Value 5- Week 1                                            Communion

Word:             “For I received from the Lord what I also handed on to you, that the Lord Jesus on the night when he was betrayed took a loaf of bread, and when he had given thanks, he broke it and said, ‘This is my body that is broken for you.  Do this in remembrance of me.’  In the same way he took the cup also, after supper saying, ‘This cup is the new covenant in my blood.  Do this, as often as you drink it in remembrance of me.’  For as often as you eat this bread and drink this cup, you proclaim the Lord’s death until he comes.”
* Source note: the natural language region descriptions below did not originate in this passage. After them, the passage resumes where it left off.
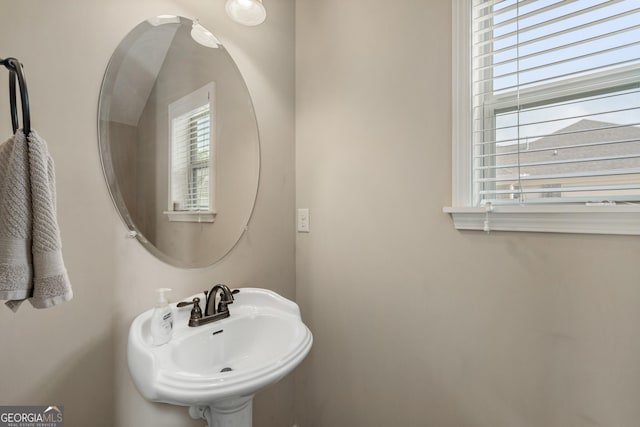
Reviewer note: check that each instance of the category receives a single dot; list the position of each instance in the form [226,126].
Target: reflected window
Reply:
[191,187]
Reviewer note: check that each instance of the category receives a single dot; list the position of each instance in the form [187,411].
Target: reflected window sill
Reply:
[191,216]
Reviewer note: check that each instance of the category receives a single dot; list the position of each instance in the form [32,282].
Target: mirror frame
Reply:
[114,189]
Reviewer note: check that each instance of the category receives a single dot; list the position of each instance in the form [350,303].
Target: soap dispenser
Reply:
[161,319]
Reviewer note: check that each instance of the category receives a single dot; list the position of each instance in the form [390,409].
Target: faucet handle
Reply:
[196,312]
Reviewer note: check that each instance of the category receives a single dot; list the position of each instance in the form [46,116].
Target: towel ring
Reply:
[15,69]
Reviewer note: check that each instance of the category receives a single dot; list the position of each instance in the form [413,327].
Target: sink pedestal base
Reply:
[227,413]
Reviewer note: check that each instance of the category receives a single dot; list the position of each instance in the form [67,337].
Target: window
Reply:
[191,168]
[547,115]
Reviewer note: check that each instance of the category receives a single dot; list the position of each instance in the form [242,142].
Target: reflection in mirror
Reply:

                                                                        I Corinthians 11:23-26

Reflection:  Remembering
            Memory is a critical part of relationships because they are built on shared experience.  Every time we are apart it is memory that sustains the relationship and every time we are together we are building on the foundation of the memory of past shared experience.  It is why we celebrate birthdays and anniversaries to experience through memory the joy a gift received in the relationship.  It is the same reason we build memorials, so we don’t forget the contributions or sacrifices others made that enable our lives to be what they are today.  The richness that memory offers to relationships is what makes diseases like Alzheimer’s that rob people of memory so tragic.  While a person is not lost to us because we remember what we have shared, we are lost to them because they can’t.  This is why worship is always building a relationship through an act of remembering.  Through Word, song, creed, and sacrament we remember the love God has for us through what God has done, experience again the love of God by celebrating what God is doing, and count on the unfailing love of God by looking to the future securely as we remember that God has promised to love us always.
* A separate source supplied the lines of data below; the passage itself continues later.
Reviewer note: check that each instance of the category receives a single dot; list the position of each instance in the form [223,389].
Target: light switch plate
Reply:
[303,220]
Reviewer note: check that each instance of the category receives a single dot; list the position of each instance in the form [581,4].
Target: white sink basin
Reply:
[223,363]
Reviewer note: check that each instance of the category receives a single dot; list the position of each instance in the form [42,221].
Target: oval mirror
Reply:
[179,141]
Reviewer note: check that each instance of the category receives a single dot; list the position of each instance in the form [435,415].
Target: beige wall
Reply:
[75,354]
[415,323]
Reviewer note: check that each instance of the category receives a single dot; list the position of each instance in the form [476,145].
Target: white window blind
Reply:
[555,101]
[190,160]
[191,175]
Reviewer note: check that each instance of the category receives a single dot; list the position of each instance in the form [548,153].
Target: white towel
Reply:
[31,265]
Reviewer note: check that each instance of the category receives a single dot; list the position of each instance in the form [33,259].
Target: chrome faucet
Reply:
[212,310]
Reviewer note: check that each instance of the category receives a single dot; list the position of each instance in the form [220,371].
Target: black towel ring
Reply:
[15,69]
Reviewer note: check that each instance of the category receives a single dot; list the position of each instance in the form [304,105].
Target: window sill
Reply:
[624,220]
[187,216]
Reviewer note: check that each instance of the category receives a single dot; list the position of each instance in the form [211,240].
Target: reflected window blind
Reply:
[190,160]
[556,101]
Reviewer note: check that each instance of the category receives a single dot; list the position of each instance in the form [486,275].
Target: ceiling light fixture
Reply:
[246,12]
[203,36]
     There is no act of worship that more powerfully conveys the love of God through remembering than the sacrament of Holy Communion.  When Jesus was about to go away, he established for his followers an act of remembrance to sustain them in his absence, so they would never forget the depth of his love for them.  As disciples of Jesus brought into an intimate relationship with God through Christ, we too become part of a shared experience of his love in this sacrament.  In remembering we recreate and relive the experience and His love for us becomes real and tangible again and again.  At the table, through the elements, we touch, taste, see, and smell in the moment, but it is the memory of what they represent that turns it into an experience of being loved.  Apart from this sacrament we run the risk of an ever creeping spiritual dementia that robs us of the richness and depth of the love of God for us in Christ Jesus.  What a gift of memory that Jesus left for us.

 Practice: 
     Find an opportunity to experience the sacrament of communion at least weekly this month and imagine yourself at that first table and at the cross and in so doing, focus on remembering how much you are loved.